The College of Science and Ecampus present the second speaker, biogeochemist and educator Ariel Anbar, as part of the series, "Innovating Science Online." Through this partnership, faculty learn from educational leaders and innovators around the country who highlight best practices in developing and teaching science courses online.

Ariel Anbar is a President's Professor in the School of Earth and Space Exploration and School of Molecular Sciences at Arizona State University (ASU). He will discuss his large-enrollment online courses "Habitable Worlds" and "Biology Beyond" in a series of workshops and meetings on Tuesday, March 21, 2017. The courses are among ASU Online's flagship smart courses and have been featured in the Chronicle of Higher Education.

Anbar will share his expertise and research on using emerging technologies such as interactive, adaptive inquiry-driven tutorials, gamification, and Virtual Field Trips (VFT) to build innovative and engaging online science courses. He also will share his vision of how these new technologies provide opportunities to radically shift the traditional paradigm of teaching from instilling "mastery" to giving students instead a flexible set of skills and experiences that enable them to successfully—and independently— navigate the always evolving "unknowns" in any field of knowledge or practice. This approach is centered on questions rather than disciplines.

Anbar and his colleagues develop teaching network platforms through which experiences can be created, deployed, adopted, analyzed, and adapted by far-flung communities of instructors at internet scale.

He will present a free public lecture, "Education Through eXploration: Reimagining Learning in a Digital Age," from 4-5 p.m. in the Learning Innovation Center (LInC) room 200. He will also present two special workshops for science faculty that dive deeper into specifics:

  • A discussion on using third-party providers and developing an online platform from 11:30 a.m.-12:30 p.m. in Kidder 128.
  • A discussion about the effects of online education on student interaction, teaching assistants, and graduate school from 1:00-2:00 p.m. in LInC 268.

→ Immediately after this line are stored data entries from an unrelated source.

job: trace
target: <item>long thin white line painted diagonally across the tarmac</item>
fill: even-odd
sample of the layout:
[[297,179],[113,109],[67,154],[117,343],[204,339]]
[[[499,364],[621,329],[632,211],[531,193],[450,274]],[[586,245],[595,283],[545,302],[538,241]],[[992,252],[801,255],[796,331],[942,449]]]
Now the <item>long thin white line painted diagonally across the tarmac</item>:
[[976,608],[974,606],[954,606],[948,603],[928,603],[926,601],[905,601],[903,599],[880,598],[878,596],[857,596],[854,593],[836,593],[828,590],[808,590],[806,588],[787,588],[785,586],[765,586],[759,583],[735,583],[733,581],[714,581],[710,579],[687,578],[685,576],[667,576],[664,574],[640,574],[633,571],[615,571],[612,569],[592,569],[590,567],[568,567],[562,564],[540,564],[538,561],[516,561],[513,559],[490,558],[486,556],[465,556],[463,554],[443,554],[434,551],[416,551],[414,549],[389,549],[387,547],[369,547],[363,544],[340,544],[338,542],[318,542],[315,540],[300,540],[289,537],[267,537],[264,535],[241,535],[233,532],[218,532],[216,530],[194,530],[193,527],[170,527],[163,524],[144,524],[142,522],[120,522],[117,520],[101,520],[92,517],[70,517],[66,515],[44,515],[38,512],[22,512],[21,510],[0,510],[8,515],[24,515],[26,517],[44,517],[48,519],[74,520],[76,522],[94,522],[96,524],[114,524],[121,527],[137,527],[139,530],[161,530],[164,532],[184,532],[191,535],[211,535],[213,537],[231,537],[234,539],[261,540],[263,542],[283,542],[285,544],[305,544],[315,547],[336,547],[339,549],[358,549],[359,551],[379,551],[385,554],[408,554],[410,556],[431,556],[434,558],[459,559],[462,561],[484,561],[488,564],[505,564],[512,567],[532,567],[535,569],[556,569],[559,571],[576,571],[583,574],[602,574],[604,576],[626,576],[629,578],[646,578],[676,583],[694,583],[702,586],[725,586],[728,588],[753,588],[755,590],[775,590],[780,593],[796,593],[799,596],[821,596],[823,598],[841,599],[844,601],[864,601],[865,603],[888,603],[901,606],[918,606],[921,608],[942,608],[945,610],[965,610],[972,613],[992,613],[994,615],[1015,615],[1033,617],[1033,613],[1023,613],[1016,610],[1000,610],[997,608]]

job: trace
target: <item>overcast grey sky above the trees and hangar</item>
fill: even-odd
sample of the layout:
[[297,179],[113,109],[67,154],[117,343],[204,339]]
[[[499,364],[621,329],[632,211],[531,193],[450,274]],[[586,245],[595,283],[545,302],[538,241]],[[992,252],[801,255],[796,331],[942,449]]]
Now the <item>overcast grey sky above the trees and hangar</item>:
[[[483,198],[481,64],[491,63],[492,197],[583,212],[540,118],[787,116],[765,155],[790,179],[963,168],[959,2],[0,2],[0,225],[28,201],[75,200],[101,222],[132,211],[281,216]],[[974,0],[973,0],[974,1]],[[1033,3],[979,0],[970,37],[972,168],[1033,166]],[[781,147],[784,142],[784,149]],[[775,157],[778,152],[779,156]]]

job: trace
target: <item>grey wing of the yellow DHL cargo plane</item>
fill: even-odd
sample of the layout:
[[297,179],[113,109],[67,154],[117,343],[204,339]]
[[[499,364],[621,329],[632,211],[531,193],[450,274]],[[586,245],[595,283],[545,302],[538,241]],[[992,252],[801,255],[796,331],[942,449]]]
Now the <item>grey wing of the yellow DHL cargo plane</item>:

Dr. Anbar’s visit to OSU will give science, other STEM faculty, campus leaders and the public the opportunity to learn about:

  • Nurturing students who are problem solvers rather than "fact-regurgitators" and "algorithm-appliers"
  • Designing network platforms that allow for large-enrollment, internet scaling and far-flung communities of instructors and students
  • Engaging students with active learning online
  • Making the most of gamification
  • Deploying Virtual Field Trip technology to get your remote students engaged in "hands-on" experiences by means of robotic Gigapan systems, remotely-manipulable cameras, aerial vehicles, and more
  • Building confidence and fluency in cross-disciplinary work
  • Using new online learning platforms such as Smart Sparrow LLC.

Ariel Anbar is a biogeochemist and educator interested in Earth’s past and future as an inhabited world, and the prospects for life beyond. He directed ASU's NASA-funded Astrobiology Program from 2009-15, and oversees the new Center for Education Through eXploration.

Anbar works to develop and apply new analytical methods in elemental and isotope geochemistry to tease information about ancient environments from the geologic record. His research involves chemical and biochemical experiments, quantum chemical modeling, and geological fieldwork. Anbar has also studied the atmospheric chemistry of present-day Earth and Mars, the bombardment history of the early Earth, and the use of metal stable isotopes in biomedicine. He teaches courses in environmental chemistry and isotope biogeochemistry.

Anbar is a graduate of Harvard and Caltech, and was on the faculty of the University of Rochester before moving to ASU in 2004. The author or co-author of more than 100 refereed papers, Anbar is a Fellow of the Geological Society of America, which awarded him the Donath Medal, and a Fellow of both the Geochemical Society and the European Association of Geochemistry.